Volví a quedarme en silencio y Seawoll me dirigió una mirada de aprobación.
—Está bien —dijo—. Primero la casa, reunid a cualquier familiar y a los amigos y haced una línea temporal. La Policía Británica de Transporte va a traer a varios agentes para que limpien los túneles.
—Al Servicio de Transportes de Londres no le va a hacer gracia —dijo Stephanopoulos.
—Mala suerte para ellos, ¿no?
—Deberíamos decirles a los forenses que el arma homicida puede ser un resto arqueológico —dije.

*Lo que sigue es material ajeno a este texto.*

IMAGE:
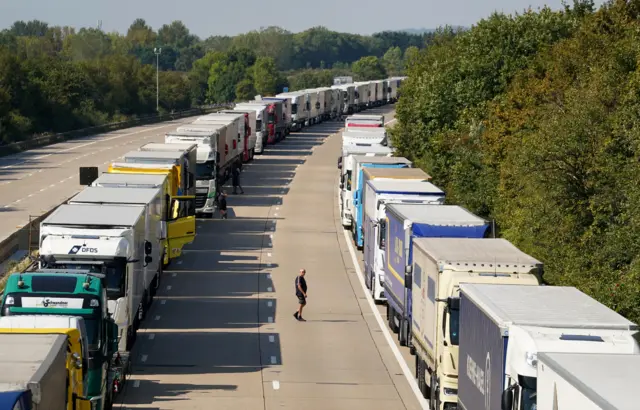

—¿Arqueológico? —preguntó Seawoll.
—Podría serlo —respondí.
—¿Es tu opinión profesional?
—Sí.
—Que, como es habitual —dijo Seawoll—, es tan útil como una chocolatera.
—¿Quiere que llame a mi jefe para que venga? —pregunté.
Seawoll frunció los labios y me asusté al darme cuenta de que realmente estaba considerando la posibilidad de traer a Nightingale. Aquello me molestó, porque significaba que no confiaba en mí para hacer el trabajo, y me inquietó, porque había habido algo reconfortante en la resistencia que sentía Seawoll hacia cualquier clase de «magia de mierda» que vulnerara sus investigaciones. Si empezaba a tomarme en serio, entonces la presión recaería sobre mí.